Getting Equivalent Domains (global + custom) via Python

I read and parse the following URL for the global equivalent domains:

https://raw.githubusercontent.com/bitwarden/server/main/src/Core/Utilities/StaticStore.cs

But haven’t found a way to get the custom equivalent domains via Python.

  1. Is there something more correct for the global list?
  2. How can I get the custom list?

What makes you think that the StaticStore.cs file is not “correct”?

The custom domain rules should be somewhere in the local vault cache for a logged-in client app.

Why do you need this?

@grb thanks for the reply!

I thought that maybe there was a cleaner way to get some data structure for the global equivalent domains, rather than parsing the code. But parsing works :slight_smile:

I ran the Inactive two-step login report, and some entries were missing from it. I inspected the code that generates it and found some explanations. For example (I’ve used commas instead of dots to bypass new user limitations):

  • www,yahoo,com was missing because the entry in 2fa.directory is for mail,yahoo,com (and not yahoo,com)
  • nextdns,io was missing because its entry in 2fa.directory has no “documentation" key, and the code skips such entries

So I’ve decided to write a Python script that uses the CLI and generates a report that will perhaps have some false alarms but (hopefully) no misdetections.

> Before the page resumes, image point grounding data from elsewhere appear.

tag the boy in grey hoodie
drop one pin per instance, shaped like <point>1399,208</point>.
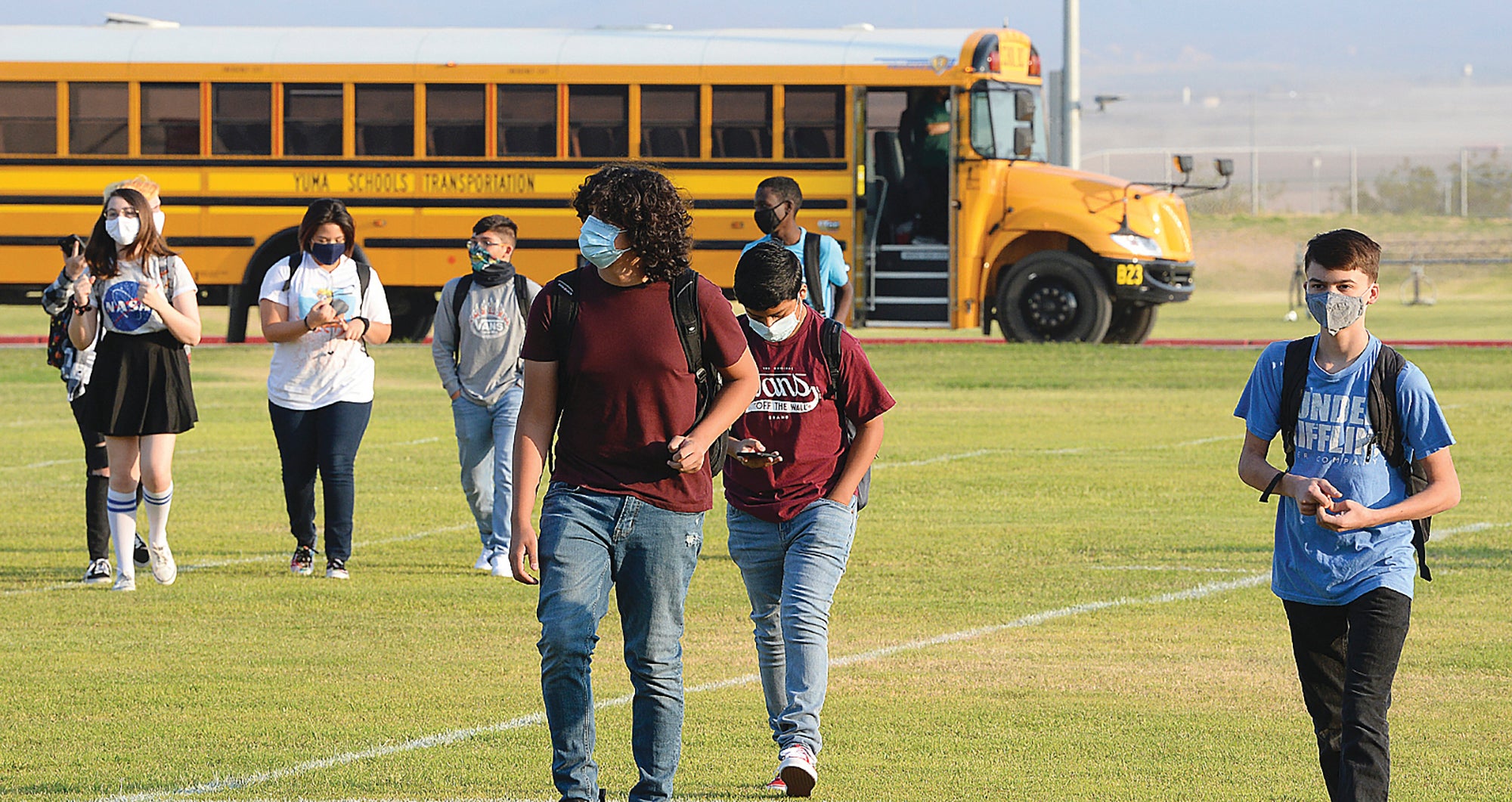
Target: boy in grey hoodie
<point>480,327</point>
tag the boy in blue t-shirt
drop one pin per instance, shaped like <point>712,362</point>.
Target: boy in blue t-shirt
<point>1345,559</point>
<point>778,203</point>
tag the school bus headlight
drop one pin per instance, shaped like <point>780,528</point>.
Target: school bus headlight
<point>1138,246</point>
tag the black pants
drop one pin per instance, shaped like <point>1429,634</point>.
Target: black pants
<point>321,439</point>
<point>98,521</point>
<point>1346,658</point>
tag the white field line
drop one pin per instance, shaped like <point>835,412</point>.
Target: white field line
<point>253,559</point>
<point>444,739</point>
<point>181,453</point>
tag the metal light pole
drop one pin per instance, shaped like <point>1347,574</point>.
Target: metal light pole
<point>1071,88</point>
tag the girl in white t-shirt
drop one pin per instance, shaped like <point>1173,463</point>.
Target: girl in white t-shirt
<point>321,309</point>
<point>140,392</point>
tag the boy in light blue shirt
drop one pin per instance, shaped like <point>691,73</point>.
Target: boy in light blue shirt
<point>1345,556</point>
<point>778,203</point>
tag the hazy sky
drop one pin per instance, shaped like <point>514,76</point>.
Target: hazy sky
<point>1129,46</point>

  • I looked at the json.data files of the desktop app and the CLI - the list of custom equivalent domains there is empty. I guess it shows an empty list because the CLI doesn’t really need it?
  • I only see something inside a log file in Chrome’s extension’s data folder, but it’s not in any standard format.
  • Is there a “standard” way to fetch the custom equivalent domains, or have I found all that there is?

Again, thanks a lot for taking the time to help!

What specifically did you find? I looked in my own extension folder, and unfortunately could not find any custom equivalent domains. If you share what you found, perhaps I can make more sense out of it.

Hi @grb,

I’ve created a snapshot describing the chrome extension log file, but I have to say I’m not sure if its intended to be used or if it’s guaranteed to always contain this list (you said you didn’t see it, for example).

I ended up using Copilot with the clients’ repository to reverse-engineer the clients approach and discovered that when you login with the CLI there’s an access token stored in ~\AppData\Roaming\Bitwarden CLI\data.json under the key user_{userId}_token_accessToken. This can be used with the API to call the /sync endpoint (not documented in the API spec – found it in the clients’ code) and retrieve the full list of global and custom equivalent domains from the response.